The driver, David L. Thies of Boone, Iowa, is suing the City of Shelby for $5,000, the maximum allowed in Iowa small claims court. Thies, 45, is suing for medical costs he incurred for psychological treatment after the crash. He received extensive treatment for post-traumatic stress disorder, and his marriage ended.
Thies alleges that firefighter Michael Collins was under the influence of drugs at the time of the accident and that he stepped into traffic.
Collins was directing traffic on eastbound I-80 near Shelby about 6:50 p.m. on Sept. 18, 2011. A Honda Accord driven by Thies swerved around stopped vehicles, entered the left lane and struck Collins, according to patrol reports.
Thies was ticketed for driving without proper registration, but he faced no other charges.
Tests after the accident indicated he didn't have alcohol or drugs in his system.
Investigators were unable to determine how fast Thies was driving, but in court Monday he said that he was driving at about the speed limit.
After the 2011 crash, Collins' family questioned why authorities didn't pursue a criminal case against Thies. Pottawattamie County Attorney Matt Wilber said investigators found no evidence that Thies acted in a reckless manner.
Documents filed as part of the suit, including the Iowa State Patrol's full investigative report, indicate that Collins had THC in his system, the active ingredient in marijuana, and oxymorphone, a narcotic pain reliever.
Monday's hearing took place in the small claims court at the Pottawattamie County Courthouse. Magistrate Judge Robert Rodenburg said the magnitude of the case was such that he would give the matter some thought before issuing his decision.
This wasn't Thies' first fatal crash. In 1988, he was driving a motorcycle near Axtell, Neb., when it crashed, killing his passenger, Gina Pearson, 20, of Kearney, Neb.
Prosecutors said he had been drinking before the accident. Thies served 17 months for motor vehicle homicide.
During Monday's hearing, Kristopher Madsen, the attorney for the city, said an accident report of the I-80 crash indicates Thies switched lanes rather than braking. While other motorists stopped, none swerved into the left lane, Madsen said.
He also asked Thies about the 1988 crash. He noted that medical records show Thies talked to his psychologist about his marriage, not the 2011 crash that killed Collins.

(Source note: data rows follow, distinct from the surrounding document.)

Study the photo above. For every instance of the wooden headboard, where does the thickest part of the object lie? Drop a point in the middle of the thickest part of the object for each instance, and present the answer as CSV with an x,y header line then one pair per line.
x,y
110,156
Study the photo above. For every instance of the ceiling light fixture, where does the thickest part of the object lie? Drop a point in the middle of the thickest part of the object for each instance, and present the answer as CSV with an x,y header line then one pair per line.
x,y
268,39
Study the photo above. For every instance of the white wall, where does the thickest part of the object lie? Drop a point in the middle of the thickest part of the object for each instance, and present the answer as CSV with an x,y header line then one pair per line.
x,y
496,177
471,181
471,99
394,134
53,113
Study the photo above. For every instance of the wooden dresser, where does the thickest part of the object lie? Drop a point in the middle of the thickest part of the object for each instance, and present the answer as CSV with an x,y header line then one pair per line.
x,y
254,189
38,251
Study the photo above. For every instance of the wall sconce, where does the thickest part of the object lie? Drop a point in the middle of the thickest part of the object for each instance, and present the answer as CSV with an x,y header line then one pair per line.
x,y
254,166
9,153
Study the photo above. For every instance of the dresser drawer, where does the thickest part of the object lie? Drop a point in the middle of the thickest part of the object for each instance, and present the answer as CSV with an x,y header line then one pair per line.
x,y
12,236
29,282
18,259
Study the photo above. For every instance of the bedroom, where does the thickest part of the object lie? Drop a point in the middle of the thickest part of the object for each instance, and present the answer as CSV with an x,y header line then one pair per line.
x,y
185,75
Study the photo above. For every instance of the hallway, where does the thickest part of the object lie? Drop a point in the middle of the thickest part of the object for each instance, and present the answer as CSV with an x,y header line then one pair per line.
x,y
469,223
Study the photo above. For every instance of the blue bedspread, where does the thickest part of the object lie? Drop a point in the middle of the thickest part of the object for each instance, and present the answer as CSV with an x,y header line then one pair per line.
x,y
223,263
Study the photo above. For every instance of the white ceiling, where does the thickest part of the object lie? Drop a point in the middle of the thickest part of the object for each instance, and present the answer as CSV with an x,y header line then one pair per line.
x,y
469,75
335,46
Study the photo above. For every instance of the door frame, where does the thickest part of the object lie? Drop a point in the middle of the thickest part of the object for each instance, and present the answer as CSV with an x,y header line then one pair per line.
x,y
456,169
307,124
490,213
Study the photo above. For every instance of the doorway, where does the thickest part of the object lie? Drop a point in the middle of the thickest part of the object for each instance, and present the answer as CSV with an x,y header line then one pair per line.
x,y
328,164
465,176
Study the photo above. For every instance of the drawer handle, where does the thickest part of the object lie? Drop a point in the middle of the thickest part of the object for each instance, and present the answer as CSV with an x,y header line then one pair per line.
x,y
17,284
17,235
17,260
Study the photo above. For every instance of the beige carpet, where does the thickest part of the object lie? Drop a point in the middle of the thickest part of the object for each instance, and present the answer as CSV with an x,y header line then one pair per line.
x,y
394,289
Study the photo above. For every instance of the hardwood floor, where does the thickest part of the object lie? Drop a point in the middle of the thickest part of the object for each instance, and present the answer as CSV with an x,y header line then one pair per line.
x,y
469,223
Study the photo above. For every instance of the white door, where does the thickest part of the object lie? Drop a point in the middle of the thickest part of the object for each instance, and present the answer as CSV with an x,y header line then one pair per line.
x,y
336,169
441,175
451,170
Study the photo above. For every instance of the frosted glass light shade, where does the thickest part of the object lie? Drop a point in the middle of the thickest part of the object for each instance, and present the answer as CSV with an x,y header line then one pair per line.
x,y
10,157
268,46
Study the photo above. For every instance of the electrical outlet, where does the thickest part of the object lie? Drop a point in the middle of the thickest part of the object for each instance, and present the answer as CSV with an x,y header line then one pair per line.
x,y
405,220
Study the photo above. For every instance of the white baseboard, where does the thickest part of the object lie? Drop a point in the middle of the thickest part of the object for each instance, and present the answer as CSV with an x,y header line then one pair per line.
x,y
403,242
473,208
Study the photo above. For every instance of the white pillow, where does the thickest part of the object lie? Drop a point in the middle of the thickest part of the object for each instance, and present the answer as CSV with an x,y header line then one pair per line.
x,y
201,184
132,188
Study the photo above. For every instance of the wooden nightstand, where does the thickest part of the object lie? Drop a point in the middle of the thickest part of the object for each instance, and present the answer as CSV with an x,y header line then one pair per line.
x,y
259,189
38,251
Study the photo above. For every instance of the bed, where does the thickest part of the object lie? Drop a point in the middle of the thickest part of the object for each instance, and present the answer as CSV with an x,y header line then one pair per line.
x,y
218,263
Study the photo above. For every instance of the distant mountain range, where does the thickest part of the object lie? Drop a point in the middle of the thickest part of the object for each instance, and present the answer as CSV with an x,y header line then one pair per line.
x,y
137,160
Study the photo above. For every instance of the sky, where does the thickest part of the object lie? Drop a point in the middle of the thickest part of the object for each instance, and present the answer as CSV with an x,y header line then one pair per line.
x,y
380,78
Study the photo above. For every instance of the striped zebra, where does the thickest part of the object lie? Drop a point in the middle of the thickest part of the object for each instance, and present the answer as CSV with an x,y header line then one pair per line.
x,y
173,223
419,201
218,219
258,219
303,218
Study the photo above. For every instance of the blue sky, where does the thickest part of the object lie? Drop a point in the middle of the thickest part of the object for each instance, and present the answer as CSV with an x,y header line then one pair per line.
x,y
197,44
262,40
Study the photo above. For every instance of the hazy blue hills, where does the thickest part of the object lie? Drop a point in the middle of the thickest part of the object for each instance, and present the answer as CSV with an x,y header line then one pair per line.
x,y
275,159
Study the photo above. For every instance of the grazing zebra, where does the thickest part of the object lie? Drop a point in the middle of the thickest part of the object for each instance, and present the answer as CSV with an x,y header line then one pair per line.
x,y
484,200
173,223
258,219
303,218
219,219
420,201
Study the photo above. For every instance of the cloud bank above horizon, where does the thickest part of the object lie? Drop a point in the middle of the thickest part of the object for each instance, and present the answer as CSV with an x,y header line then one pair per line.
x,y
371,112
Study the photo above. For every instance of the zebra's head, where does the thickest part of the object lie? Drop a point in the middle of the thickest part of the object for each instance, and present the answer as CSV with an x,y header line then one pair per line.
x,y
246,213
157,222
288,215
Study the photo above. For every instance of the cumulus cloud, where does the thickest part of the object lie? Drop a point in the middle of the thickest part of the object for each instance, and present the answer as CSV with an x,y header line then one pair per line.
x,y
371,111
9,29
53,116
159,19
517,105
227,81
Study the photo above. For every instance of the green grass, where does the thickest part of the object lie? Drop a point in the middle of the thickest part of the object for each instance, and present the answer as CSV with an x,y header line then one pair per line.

“The proximate cause of his death was Mr. Thies and his inability to operate a motor vehicle safely,” Madsen said.
In response to Madsen, Thies admitted he was at fault in the 1988 fatal crash, and he said that caused him distress. But he hadn't needed psychological help again until 2011, Thies said, and problems with his marriage stemmed from the 2011 crash.
“There was nothing prior to that,” he said. “Not for 20 years.”
Madsen asked Thies if he felt that he had any fault at all in the crash.
“I used to,” Thies replied. “I cried for days and days for this man … (but) there was nothing else I could have done differently.”